La misma señorita Emilia, en vida, había sido una reliquia. O al menos así fue desde que un funcionario la eximió de pagar los impuestos después de que muriera su padre. Emilia le daba tanta pena que, además, ese funcionario inventó una excusa para que ella no pensara que recibía limosna, y así fue como Emilia —sin molestarse en pedirlos— ganó ciertos privilegios de clase.
Pero eso a la gente no le molestaba. Emilia era tan delicada que el pueblo entero sentía compasión por ella. No solamente porque había perdido a su padre, sino porque nunca había tenido novio. Su familia era tan tradicional que jamás le habían aprobado un pretendiente, y Emilia creció tan sola que una vez compró un frasco de arsénico y todos pensaron que era para suicidarse. Pero no se mató. Y algunos creen que eso no pasó porque en el medio conoció a un hombre. Era el capataz de unas obras que se estaban haciendo en el barrio, y fue la única persona con la que Emilia se ilusionó de verdad.
Tenía razones. El candidato la correspondía. Aunque era huidizo y andaba diciendo en los bares que él no estaba hecho para el matrimonio, algo le habrá dicho a Emilia, porque ella empezó a organizar la boda. Compró varios trajes de hombre, le encargó los anillos a un joyero, y empezó a planear la parte social del casamiento.
En eso estaba, cuando se acabó la obra pública y el capataz desapareció del mapa. Todos en el pueblo estaban consternados por la pésima suerte de Emilia. Y si bien unos días después el capataz fue a visitarla, los vecinos entienden que se trató de una despedida, porque al hombre no se lo vio más, y porque Emilia no volvió a pisar la calle.
Así, en ese misterio, pasaron los años. La gente sentía tal compasión que nadie se atrevía siquiera a tocarle la puerta.
Una vez, de hecho, hubo una denuncia por el mal olor que salía de la casa, pero como ningún inspector se animaba a decirle a Emilia que su casa olía mal, esperaron a que se hiciera de noche, se metieron en el jardín, limpiaron un poco la inmundicia que se había acumulado durante todos esos años y se fueron en silencio.
Los primeros en ver a Emilia en persona fueron los funcionarios del nuevo gobierno. Con el cambio de gestión, decidieron que ya no podía seguir manteniendo sus privilegios y mandaron a un funcionario para que la invitara a pagar sus impuestos.
La casa era oscura, olía a encierro, y tenía la única asistencia de un sirviente negro que desde hacía años realizaba las compras, y abría y cerraba la puerta de entrada. Ese hombre llevó al funcionario hasta Emilia, que se había convertido en una mujer obesa y canosa, con ojos muy negros y carácter porfiado. Sin perder la tranquilidad, Emilia le dijo que ella no pagaba impuestos, y le cerró la puerta despacio.
Nunca más volvió a ver gente. Y en ese pozo de silencio, cayó enferma y murió. Llegado el funeral, dos primas lejanas —la única parentela viva— se ocuparon de abrir la casa y de recibir a las visitas. Ahí fue el pueblo entero.
Recorrieron la planta baja y el primer piso como si fuera un museo que abría por primera vez, y se quedaron ante la puerta cerrada de una habitación que tenía llave. Cuando buscaron al sirviente negro para pedirle que abriera, notaron que este se había ido. Así que la policía forzó la cerradura para poder entrar.

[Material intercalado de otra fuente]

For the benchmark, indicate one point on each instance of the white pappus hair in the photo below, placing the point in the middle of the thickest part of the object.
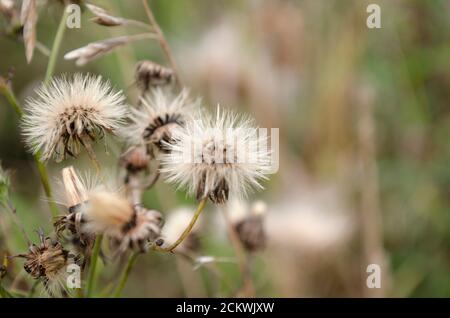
(217, 156)
(70, 112)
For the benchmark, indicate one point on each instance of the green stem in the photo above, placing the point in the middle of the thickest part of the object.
(9, 95)
(56, 46)
(126, 273)
(33, 288)
(94, 258)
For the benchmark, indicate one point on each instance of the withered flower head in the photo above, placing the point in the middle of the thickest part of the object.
(215, 157)
(126, 225)
(76, 194)
(149, 74)
(135, 159)
(102, 17)
(69, 113)
(250, 229)
(155, 121)
(47, 261)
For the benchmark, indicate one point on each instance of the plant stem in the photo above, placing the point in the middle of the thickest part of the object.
(126, 273)
(162, 41)
(92, 267)
(248, 288)
(9, 94)
(188, 229)
(56, 46)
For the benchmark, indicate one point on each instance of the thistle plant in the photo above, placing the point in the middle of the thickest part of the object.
(213, 157)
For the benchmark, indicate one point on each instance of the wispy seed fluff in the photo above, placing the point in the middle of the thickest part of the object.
(48, 261)
(216, 157)
(159, 115)
(70, 112)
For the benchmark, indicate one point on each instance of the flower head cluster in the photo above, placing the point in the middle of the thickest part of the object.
(47, 261)
(157, 118)
(98, 209)
(69, 113)
(217, 156)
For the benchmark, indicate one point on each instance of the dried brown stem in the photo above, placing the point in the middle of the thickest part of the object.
(248, 289)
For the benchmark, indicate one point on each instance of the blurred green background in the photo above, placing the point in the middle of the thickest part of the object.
(364, 123)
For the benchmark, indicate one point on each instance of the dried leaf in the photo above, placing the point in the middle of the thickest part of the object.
(28, 18)
(102, 17)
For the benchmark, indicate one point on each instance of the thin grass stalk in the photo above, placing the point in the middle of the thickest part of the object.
(91, 275)
(244, 267)
(126, 273)
(56, 46)
(162, 41)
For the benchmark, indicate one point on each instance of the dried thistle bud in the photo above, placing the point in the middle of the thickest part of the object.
(158, 117)
(126, 225)
(251, 233)
(135, 159)
(47, 261)
(175, 225)
(249, 224)
(149, 74)
(76, 193)
(102, 17)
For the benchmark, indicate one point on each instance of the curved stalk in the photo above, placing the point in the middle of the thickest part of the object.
(93, 266)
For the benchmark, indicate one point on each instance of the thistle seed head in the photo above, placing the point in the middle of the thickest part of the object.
(69, 113)
(216, 157)
(158, 117)
(149, 74)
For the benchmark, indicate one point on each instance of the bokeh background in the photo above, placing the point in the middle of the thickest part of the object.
(364, 123)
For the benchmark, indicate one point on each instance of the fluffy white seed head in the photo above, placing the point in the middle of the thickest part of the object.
(217, 157)
(69, 112)
(159, 115)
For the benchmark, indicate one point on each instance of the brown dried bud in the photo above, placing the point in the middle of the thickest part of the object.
(149, 74)
(135, 159)
(46, 261)
(251, 233)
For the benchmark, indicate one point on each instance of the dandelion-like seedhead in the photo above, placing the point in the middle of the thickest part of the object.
(126, 225)
(217, 157)
(70, 112)
(157, 118)
(48, 261)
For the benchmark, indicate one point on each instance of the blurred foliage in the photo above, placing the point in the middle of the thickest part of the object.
(331, 56)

Adentro, la habitación estaba tapada de polvo. Había una costra de mugre apoyada sobre las cortinas, las pantallas y la araña de cristal, y esa pátina de suciedad tapaba también una corbata que estaba apoyada en una silla —como si alguien se la acabara de quitar—, y un traje de hombre delicadamente doblado, y un par de zapatos con sus medias. Nadie quiso mirar más, pero el cuadro se completaba con lo otro: más allá, el polvo también cubría los restos de un hombre que yacía en la cama.
A su lado, una almohada mantenía todavía la depresión dejada por otra cabeza. ¿Cuántos años, se preguntaron todos, cuántos años habrá dormido Emilia junto al cadáver del capataz?